Kimmuriel nodded as Jarlaxle spoke, revealing that he was of like mind. “There have been other inquiries by the Netherese,” he explained.
“Of Drizzt?”
“No, none that I know of, but of others who have elevated themselves amongst the ranks of the mortals of Faerun. Elminster, for one. It seems that our Netherese neighbors have taken a special interest in those who have distinguished themselves in the eyes of one god or another.”
“The Chosen,” Jarlaxle reasoned. “Or perhaps they hold an interest in the gods themselves.”
“And our duty in any such a conflict?” Kimmuriel asked.
“Profit.”
“And Menzoberranzan’s role?”
“That is more interesting,” Jarlaxle admitted, meaning that he couldn’t begin to figure it out.
“If you are correct in your assumptions regarding their interest in Drizzt, then likely Menzoberranzan will be able to pick sides as is most convenient, but if you are wrong.…”
“If Drizzt is their focus, then perhaps their plans are also focused on our people.”
“And in that regard, what then is our new agreement worth, to us and to the Netherese?”
“Let us be very cautious in the manner of goods we send to Shade Enclave,” Jarlaxle decided. “And regarding any information we disclose. I do not believe that Parise means to move against Menzoberranzan, or against Bregan D’aerthe-to what end, after all? But let us make sure that we do not help them in whatever they think to accomplish.”
“You will remain in Luskan for the time being?” Kimmuriel asked.
“You’re leaving?”
“I will go to the city of the illithids,” the psionicist announced. “Their hive mind will help us find the answers. If something grand is unfolding, then the sooner we understand it, the larger our profit.”
“How long?”
“Who can tell with mind flayers?” Kimmuriel responded with a shrug.
Jarlaxle nodded.
“Drizzt Do’Urden,” Kimmuriel stated.
Jarlaxle shrugged.
“He is here, as is Artemis Entreri,” Kimmuriel clarified. “I trust that any contact you might find will be in the interest of Bregan D’aerthe, and not in the interest of Jarlaxle.”

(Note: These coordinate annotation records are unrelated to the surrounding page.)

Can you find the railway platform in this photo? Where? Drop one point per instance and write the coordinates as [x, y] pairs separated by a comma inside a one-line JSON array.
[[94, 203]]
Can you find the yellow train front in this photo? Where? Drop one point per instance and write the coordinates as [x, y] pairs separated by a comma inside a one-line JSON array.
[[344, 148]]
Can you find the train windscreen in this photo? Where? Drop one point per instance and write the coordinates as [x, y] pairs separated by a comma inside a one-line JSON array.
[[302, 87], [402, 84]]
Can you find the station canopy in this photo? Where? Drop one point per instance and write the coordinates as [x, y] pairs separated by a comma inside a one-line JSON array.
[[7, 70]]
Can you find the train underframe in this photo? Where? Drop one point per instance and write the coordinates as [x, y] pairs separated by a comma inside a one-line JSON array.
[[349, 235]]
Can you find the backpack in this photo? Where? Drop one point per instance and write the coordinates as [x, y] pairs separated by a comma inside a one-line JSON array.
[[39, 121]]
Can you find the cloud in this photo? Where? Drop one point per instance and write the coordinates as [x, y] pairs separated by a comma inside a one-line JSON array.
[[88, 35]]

“They are one and the same.”
Kimmuriel stared at him hard.
“Go,” Jarlaxle said, waving him away. “I am no fool, and I recognize that the events unfolding could well be important. Where is Beniago?”
“He is around, surely in the city. He was quite useful in getting Drizzt far from Luskan for the last several months.”
“Tiago again?”
“He is stubborn,” Kimmuriel admitted. “But then, he is a Baenre, after all.”

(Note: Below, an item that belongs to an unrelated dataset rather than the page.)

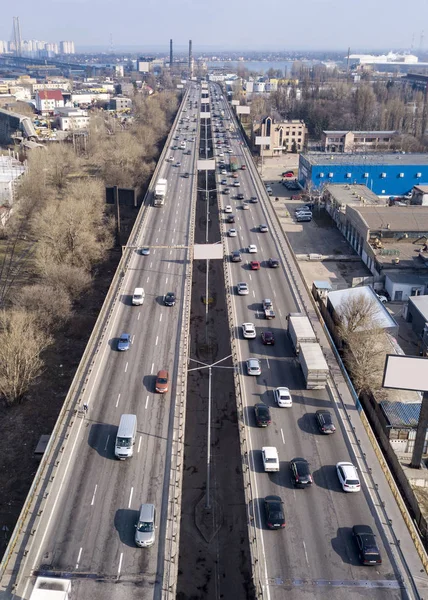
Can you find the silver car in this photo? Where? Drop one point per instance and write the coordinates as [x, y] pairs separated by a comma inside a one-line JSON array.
[[145, 526], [253, 366]]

Jarlaxle Baenre grinned and bowed at the clever remark. “Tiago may well be stepping into something larger than he understands, and to his-and to all of our-detriment.”

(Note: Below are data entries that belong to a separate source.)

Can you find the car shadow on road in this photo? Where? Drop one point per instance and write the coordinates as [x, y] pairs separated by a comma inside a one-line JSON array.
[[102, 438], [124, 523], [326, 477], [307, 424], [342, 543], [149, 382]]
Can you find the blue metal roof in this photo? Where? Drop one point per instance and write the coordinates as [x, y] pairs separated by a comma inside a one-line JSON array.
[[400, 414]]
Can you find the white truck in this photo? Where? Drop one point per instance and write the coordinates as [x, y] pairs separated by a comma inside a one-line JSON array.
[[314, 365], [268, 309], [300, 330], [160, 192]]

“As I said, he is a Baenre.”
Jarlaxle could only chuckle in response.
“Well met, again,” Jarlaxle said to Tiago Baenre when he found the young warrior holed up in an abandoned farmhouse just outside of Luskan. As Beniago had informed Jarlaxle, Tiago had several companions with him, including a brother and sister of House Xorlarrin.